Il n'avait sûrement jamais vu de navire, le pauvre petit; il s'approchait de plus en plus, plein de confiance, et les hommes se proposaient déjà de l'apprivoiser, ce qui certes n'aurait pas été difficile. Mais on entendit un coup de fusil, le jeune phoque eut un regard étonné et fit sa dernière pirouette... Nous le vîmes, pendant quelques instants, battre de ses petites nageoires l'eau, que son sang rougissait, puis il ne fut plus qu'une pauvre chose molle, bercée par la houle...

Il y eut dans l'équipage un murmure de colère, vite étouffé, car l'heureux chasseur, qui venait d'abattre une si belle pièce, était un aspirant.

Moi, voulant éviter le scandale, j'attendis d'être seul avec mon camarade pour lui dire ce que je pensais de lui, et nous eûmes alors une explication qui fut bien près de se terminer par des coups de poing.

[À BORD DU VAUDREUIL]

Octobre 1871.

Des canaux importants, mais très peu connus, partent du détroit de Magellan et s'en vont au Nord, entre la côte occidentale de Patagonie et plusieurs îles encore vierges, déboucher dans le golfe de Perlas, à environ 6° en latitude au-dessous de leur point de départ.

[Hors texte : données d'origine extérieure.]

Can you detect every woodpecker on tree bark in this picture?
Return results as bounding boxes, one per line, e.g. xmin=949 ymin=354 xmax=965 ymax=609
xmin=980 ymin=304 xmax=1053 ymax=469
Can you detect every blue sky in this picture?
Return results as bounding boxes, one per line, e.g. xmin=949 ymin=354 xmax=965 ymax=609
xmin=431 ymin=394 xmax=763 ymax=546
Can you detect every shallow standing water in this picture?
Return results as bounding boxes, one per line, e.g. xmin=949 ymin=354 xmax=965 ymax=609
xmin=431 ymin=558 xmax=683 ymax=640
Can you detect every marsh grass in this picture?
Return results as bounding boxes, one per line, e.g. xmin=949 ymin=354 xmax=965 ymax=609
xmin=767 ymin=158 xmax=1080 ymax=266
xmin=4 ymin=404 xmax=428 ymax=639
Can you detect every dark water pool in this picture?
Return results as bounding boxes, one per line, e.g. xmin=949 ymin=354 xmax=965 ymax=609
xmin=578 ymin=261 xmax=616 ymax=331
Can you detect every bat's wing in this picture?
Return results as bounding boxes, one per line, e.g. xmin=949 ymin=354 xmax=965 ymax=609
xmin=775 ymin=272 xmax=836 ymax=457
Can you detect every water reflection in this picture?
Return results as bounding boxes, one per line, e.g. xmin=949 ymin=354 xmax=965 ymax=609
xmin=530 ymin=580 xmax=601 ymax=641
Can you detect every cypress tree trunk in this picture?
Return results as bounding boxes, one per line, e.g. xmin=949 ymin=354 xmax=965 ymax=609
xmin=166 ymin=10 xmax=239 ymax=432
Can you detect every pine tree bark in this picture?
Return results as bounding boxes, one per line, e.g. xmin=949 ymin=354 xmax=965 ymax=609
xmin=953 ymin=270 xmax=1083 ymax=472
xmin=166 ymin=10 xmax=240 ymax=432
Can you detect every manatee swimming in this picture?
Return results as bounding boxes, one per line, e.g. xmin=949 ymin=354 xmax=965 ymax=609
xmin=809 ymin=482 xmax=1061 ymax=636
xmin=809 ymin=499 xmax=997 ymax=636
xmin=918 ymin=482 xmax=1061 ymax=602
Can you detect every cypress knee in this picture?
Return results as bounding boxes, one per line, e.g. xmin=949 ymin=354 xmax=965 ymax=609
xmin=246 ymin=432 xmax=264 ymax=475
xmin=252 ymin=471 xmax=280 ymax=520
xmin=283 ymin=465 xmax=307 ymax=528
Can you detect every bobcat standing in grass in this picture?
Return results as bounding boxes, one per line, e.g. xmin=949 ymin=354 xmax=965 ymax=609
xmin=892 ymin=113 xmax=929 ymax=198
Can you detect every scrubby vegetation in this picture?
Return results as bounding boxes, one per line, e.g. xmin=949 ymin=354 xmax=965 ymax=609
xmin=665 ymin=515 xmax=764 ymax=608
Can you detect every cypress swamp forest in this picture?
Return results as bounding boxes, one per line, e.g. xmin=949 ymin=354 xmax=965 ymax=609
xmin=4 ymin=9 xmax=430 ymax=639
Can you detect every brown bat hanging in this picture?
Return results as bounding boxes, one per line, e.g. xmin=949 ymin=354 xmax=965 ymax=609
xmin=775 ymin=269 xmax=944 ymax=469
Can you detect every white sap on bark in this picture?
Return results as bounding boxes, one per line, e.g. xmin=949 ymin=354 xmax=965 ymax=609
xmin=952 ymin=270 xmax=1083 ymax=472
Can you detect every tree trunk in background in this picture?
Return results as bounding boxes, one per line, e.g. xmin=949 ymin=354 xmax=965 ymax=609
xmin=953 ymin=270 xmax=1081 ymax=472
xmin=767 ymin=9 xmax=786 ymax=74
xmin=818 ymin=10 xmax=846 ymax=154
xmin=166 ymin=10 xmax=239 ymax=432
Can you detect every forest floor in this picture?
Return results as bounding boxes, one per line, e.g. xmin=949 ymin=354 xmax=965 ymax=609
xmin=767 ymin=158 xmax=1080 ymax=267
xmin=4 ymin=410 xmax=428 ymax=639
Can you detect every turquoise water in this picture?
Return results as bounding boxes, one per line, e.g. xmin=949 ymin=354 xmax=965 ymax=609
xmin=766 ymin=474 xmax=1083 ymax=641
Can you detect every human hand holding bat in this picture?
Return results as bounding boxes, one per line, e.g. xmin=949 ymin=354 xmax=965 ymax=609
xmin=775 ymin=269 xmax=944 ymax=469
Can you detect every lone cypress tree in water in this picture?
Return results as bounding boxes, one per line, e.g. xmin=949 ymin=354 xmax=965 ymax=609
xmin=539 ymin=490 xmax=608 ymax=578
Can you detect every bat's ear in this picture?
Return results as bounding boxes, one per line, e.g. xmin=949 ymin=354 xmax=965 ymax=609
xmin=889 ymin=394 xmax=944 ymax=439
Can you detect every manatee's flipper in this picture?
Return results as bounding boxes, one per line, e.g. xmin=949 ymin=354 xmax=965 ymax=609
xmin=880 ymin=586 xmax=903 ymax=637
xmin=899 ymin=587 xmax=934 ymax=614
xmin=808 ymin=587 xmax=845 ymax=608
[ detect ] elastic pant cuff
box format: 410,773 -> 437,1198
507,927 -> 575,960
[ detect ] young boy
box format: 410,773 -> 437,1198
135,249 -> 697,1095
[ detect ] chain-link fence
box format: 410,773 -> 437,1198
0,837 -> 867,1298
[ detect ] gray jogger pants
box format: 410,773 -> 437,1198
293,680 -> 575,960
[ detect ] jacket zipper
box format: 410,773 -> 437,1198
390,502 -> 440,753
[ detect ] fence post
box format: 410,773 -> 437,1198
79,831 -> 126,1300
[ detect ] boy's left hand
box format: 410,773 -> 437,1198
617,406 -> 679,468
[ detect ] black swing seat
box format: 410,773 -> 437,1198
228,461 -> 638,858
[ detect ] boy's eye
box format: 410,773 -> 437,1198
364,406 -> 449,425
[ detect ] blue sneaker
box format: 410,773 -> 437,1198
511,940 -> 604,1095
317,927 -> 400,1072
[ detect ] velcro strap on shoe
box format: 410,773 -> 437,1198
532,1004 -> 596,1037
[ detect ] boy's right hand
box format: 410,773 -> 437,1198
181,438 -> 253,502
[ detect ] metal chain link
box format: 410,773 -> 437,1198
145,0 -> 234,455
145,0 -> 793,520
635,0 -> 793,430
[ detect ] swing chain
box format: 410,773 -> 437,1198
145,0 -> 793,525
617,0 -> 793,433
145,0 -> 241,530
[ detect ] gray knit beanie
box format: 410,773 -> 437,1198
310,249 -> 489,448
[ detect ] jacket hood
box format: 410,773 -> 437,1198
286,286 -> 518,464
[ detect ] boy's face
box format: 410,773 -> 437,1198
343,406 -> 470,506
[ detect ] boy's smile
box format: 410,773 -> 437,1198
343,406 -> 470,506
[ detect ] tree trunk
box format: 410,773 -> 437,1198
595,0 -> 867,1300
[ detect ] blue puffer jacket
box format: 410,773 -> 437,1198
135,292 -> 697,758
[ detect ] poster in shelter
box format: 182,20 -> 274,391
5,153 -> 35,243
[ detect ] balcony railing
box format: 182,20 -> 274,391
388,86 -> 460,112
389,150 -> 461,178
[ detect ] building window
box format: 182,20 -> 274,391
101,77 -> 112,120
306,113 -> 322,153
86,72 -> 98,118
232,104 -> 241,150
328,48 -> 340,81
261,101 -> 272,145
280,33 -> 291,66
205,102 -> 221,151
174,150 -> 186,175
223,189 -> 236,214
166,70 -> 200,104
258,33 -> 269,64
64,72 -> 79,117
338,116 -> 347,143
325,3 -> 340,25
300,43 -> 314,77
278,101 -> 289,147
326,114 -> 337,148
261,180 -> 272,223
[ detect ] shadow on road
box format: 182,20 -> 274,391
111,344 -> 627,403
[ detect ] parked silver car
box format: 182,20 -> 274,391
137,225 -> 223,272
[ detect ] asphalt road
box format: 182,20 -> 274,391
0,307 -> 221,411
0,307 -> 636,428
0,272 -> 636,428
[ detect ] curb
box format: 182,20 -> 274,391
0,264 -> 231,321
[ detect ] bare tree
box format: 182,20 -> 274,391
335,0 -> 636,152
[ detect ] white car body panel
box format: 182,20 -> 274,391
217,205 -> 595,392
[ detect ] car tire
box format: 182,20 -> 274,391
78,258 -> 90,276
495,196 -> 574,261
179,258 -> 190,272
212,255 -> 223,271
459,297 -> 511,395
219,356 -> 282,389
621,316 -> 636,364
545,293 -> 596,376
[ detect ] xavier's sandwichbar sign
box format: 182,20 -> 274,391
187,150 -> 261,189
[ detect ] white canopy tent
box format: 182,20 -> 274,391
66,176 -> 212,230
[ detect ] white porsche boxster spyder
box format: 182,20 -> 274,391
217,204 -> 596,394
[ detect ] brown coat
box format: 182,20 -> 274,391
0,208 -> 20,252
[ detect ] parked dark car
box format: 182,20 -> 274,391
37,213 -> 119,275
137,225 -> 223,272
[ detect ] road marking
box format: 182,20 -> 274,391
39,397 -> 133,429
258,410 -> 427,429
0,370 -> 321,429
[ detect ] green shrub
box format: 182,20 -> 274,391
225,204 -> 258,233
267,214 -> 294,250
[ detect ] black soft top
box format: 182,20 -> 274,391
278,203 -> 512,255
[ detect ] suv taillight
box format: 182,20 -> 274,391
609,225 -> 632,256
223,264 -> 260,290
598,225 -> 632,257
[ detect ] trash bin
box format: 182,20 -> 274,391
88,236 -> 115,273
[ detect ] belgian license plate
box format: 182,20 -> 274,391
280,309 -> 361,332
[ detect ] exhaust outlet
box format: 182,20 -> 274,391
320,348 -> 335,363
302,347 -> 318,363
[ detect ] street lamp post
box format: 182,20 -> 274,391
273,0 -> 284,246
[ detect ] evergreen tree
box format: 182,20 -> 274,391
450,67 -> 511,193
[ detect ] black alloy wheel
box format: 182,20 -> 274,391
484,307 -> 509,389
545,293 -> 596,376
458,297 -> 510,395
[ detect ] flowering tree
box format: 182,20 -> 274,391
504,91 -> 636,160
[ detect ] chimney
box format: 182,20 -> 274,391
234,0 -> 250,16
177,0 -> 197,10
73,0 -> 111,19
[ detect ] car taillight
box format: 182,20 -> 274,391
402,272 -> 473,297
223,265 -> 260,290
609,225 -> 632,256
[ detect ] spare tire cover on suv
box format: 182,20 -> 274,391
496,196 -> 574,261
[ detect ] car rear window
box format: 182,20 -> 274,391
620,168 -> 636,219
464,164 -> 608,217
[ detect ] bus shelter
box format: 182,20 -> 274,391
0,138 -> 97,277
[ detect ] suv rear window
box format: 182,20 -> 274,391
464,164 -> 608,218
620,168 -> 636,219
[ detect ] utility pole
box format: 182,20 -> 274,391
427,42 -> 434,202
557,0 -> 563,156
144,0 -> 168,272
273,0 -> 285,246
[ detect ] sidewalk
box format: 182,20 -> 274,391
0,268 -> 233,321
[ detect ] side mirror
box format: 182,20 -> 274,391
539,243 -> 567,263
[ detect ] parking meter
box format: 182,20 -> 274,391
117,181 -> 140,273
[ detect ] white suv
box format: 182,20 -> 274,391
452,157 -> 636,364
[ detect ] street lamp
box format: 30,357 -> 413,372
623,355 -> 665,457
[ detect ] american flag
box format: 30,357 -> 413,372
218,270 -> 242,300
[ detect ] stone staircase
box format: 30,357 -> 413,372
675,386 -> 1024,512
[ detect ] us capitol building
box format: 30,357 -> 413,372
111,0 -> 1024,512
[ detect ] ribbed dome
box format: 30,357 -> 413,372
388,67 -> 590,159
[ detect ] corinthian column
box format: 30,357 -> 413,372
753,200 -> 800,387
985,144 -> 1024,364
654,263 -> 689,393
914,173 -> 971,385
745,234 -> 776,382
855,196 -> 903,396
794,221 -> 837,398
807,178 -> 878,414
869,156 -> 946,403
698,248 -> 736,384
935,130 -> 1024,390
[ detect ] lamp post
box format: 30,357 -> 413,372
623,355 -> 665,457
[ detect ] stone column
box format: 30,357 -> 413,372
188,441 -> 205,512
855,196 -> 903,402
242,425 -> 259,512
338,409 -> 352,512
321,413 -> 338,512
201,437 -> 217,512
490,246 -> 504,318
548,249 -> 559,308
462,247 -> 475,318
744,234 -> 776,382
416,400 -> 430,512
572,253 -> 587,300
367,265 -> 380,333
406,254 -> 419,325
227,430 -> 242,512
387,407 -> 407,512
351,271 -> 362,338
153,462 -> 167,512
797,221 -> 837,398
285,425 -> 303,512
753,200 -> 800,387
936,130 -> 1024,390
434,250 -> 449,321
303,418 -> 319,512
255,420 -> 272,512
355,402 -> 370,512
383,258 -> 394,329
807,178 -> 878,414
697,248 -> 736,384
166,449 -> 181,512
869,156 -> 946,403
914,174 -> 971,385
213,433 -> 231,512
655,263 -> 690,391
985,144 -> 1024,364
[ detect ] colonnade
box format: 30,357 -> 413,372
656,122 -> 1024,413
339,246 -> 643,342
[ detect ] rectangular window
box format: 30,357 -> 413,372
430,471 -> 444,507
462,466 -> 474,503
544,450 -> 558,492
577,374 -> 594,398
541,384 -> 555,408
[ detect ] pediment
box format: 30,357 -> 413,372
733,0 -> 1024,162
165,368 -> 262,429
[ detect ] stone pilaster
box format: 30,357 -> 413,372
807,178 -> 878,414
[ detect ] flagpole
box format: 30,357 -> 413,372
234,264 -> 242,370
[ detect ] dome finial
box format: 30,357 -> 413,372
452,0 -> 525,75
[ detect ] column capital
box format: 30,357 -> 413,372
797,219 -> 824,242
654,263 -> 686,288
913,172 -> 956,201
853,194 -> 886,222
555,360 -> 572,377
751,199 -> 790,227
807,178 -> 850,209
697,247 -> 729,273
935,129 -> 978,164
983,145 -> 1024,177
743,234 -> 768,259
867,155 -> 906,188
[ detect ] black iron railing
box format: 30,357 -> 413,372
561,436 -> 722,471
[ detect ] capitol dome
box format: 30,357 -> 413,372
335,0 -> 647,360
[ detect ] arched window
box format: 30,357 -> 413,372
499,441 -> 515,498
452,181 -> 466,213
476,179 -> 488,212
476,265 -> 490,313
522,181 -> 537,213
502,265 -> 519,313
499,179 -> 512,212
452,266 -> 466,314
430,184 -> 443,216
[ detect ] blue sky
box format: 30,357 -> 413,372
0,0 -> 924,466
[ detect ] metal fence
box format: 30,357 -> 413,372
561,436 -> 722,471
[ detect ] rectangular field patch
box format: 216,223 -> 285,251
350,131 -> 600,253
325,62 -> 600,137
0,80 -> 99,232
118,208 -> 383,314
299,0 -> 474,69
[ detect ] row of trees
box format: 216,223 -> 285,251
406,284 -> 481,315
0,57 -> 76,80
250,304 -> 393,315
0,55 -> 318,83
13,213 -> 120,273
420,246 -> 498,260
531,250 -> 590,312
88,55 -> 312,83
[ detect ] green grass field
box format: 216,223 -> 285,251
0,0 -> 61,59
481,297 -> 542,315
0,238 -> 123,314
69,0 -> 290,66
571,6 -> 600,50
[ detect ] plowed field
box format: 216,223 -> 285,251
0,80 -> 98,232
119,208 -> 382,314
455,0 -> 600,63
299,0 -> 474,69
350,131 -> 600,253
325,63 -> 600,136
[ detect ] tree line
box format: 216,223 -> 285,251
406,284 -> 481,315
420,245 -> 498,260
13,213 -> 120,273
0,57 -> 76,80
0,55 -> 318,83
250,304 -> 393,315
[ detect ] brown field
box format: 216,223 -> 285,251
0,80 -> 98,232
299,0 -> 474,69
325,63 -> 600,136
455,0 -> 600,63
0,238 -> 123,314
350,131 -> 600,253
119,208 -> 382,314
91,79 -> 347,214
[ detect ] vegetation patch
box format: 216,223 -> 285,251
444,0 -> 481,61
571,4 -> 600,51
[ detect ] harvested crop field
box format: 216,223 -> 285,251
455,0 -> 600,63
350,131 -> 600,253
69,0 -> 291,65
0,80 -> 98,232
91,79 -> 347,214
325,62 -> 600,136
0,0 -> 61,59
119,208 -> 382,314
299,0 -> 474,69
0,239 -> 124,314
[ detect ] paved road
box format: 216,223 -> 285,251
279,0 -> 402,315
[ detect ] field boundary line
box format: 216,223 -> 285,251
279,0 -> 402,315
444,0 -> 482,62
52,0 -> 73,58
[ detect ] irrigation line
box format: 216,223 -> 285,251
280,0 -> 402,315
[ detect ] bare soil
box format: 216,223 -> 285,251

Dans ces parages, nous fûmes retenus un mois, avec mission de les explorer.

Sur une longueur de cent cinquante lieues, nous traversâmes d'immenses pays déserts; une seule et même forêt s'étendait sur les deux rives, une forêt dans laquelle rien n'avait dû changer depuis les commencements du monde.

Les premiers canaux dans lesquels s'enfonça notre navire étaient étroits et difficiles; c'étaient des passages sinueux, encaissés entre de sévères montagnes, si resserrés parfois que la mâture, frôlant les branches des vieux arbres, secouait en passant leur neige sur nos têtes.

Mais l'horizon s'élargit bientôt et nous vîmes défiler chaque jour, au milieu d'un silence de mort, une nouvelle suite de lacs et de montagnes, de glaciers et de hautes cascades, de cours d'eau solitaires et sans nom.

La nature perd son caractère d'âpre tristesse à mesure qu'on s'éloigne de Magellan pour se rapprocher des contrées tempérées du Nord; la verdure a des teintes moins foncées et moins uniformes, et les bois se remplissent de hautes bruyères dorées. Dans les vallées profondes, sous des voûtes d'arbres antiques, tout ruisselants de pluie, l'ombre est si épaisse que c'est presque la nuit, et, là-dessous; se déploie un grand luxe de mousses et de fougères inconnues d'une exquise délicatesse.